Haavisto has this week been representing the EU during talks between the Khartoum government and two rebel groups, the Sudanese Liberation Army and the Justice and Equality Movement, in Abuja, Nigeria. "There is no way of having a UN mission in Sudan, without having a peace agreement they can follow," Haavisto told European Voice.
The African Union (AU), which is organising the Abuja talks, had set a 30 April deadline for their conclusion. But it agreed to extend that deadline after rebels complained that some of their demands, including the appointment of a Sudanese vice-president from Darfur, were not met in an 85-page draft accord.
The AU commands a 7,000-strong peacekeeping force in Darfur but its mandate is to expire in September. Aides to Javier Solana, the EU's foreign policy chief, have advised that it would not be prudent for European governments to support any extension of the AU mandate as they did not believe the AU was capable of sustaining a force beyond the autumn.
Kofi Annan, the UN's secretary-general, believes that his organisation should take charge of peacekeeping in Darfur, where the three-year conflict has uprooted two million people. Sudan's government has insisted, however, that only African troops be deployed in Darfur; last month it angered Annan by preventing Jan Egeland, the UN's director of humanitarian affairs, from visiting Darfur. Egeland has warned that 500,000 of the three million needing outside help in Darfur were "out of reach" and that aid workers had had to curtail their operations because they had been attacked by armed groups.
Darfur will be one of the main topics discussed at an EU-Africa ministerial meeting in Vienna on Monday (8 May). Lam Akol, the Sudanese foreign minister, is to attend the meeting, along with Said Djinnit, the AU peace and security commissioner.
Lotte Leicht from the Brussels office of Human Rights Watch urged Austria's EU presidency to demand that Sudan accepts a UN force.
"If the government tells us it is not in control of the militia, then it must invite someone else in to Darfur," she said. "A robust UN peacekeeping force must be there to protect civilians and to oversee the disarmament of the militia and of rebel groups."

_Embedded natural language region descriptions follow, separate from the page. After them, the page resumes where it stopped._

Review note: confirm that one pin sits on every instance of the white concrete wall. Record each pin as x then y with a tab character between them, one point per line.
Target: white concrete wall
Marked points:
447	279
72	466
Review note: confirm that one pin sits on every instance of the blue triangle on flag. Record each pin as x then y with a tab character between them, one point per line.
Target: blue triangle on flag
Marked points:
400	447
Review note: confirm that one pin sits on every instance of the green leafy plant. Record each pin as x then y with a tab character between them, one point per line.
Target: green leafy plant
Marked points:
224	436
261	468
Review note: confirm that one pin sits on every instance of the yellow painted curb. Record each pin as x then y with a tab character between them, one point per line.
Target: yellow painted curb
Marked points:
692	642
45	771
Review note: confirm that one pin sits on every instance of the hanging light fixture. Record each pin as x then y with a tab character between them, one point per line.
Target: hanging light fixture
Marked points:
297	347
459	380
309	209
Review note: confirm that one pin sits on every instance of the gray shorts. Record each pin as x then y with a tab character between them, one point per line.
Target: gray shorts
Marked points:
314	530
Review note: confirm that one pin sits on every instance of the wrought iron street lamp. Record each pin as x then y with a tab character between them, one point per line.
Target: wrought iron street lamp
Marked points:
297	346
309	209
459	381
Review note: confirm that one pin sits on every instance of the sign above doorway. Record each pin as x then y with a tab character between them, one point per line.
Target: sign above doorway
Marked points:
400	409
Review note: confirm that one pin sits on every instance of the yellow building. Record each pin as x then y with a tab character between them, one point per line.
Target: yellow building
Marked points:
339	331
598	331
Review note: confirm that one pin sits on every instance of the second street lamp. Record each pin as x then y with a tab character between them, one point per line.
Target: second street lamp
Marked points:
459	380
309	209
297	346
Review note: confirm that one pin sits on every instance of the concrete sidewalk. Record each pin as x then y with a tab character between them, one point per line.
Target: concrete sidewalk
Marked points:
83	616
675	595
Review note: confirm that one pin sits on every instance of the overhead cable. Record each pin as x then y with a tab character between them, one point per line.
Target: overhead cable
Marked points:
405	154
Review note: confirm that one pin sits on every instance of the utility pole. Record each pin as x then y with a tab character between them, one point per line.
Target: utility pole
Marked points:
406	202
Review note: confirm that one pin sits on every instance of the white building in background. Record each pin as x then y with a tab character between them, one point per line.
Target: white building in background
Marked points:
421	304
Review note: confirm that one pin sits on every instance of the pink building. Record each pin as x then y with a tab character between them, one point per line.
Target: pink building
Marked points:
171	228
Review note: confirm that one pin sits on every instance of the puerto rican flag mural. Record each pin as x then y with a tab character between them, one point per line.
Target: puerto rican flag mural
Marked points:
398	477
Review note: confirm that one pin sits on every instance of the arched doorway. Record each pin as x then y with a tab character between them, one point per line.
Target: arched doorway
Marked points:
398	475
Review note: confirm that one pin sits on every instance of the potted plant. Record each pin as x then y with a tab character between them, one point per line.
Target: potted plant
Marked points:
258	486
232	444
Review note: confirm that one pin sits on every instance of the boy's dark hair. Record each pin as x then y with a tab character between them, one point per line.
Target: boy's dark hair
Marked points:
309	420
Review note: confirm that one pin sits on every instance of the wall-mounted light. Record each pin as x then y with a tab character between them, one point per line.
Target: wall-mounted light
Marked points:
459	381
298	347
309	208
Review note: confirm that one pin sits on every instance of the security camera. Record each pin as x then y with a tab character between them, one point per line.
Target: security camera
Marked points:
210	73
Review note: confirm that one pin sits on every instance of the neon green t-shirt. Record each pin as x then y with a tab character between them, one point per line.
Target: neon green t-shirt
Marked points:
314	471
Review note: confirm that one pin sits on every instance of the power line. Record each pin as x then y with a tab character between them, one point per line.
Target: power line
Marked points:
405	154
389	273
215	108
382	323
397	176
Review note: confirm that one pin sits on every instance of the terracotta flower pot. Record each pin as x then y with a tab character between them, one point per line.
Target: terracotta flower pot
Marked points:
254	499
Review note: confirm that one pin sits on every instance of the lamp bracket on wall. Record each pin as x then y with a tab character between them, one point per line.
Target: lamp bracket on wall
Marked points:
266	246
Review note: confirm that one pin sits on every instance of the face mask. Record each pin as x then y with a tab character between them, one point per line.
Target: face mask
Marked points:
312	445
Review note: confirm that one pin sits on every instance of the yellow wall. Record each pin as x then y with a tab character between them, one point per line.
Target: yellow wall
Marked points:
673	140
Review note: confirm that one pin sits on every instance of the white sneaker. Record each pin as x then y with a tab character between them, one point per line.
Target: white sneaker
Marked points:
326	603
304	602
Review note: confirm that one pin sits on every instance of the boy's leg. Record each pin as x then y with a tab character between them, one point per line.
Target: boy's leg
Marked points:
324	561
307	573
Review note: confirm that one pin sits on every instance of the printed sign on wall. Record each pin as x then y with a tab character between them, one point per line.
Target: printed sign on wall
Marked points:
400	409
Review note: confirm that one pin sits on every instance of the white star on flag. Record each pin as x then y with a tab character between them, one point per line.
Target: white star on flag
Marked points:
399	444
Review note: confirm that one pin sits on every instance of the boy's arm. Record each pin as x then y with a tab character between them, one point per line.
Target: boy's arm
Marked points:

Article features comments by the EU envoy to Sudan, Pekka Haavisto, who said that a peace accord was vital in Sudan if the United Nations was to take charge of peacekeeping in the war-torn Darfur region. The African Union (AU) commanded a 7,000-strong peacekeeping force in Darfur but its mandate was to expire in September 2006. Haavisto represented the EU in negotiations between the Sudanese conflict parties, hosted by the AU, in Abuja, Nigeria.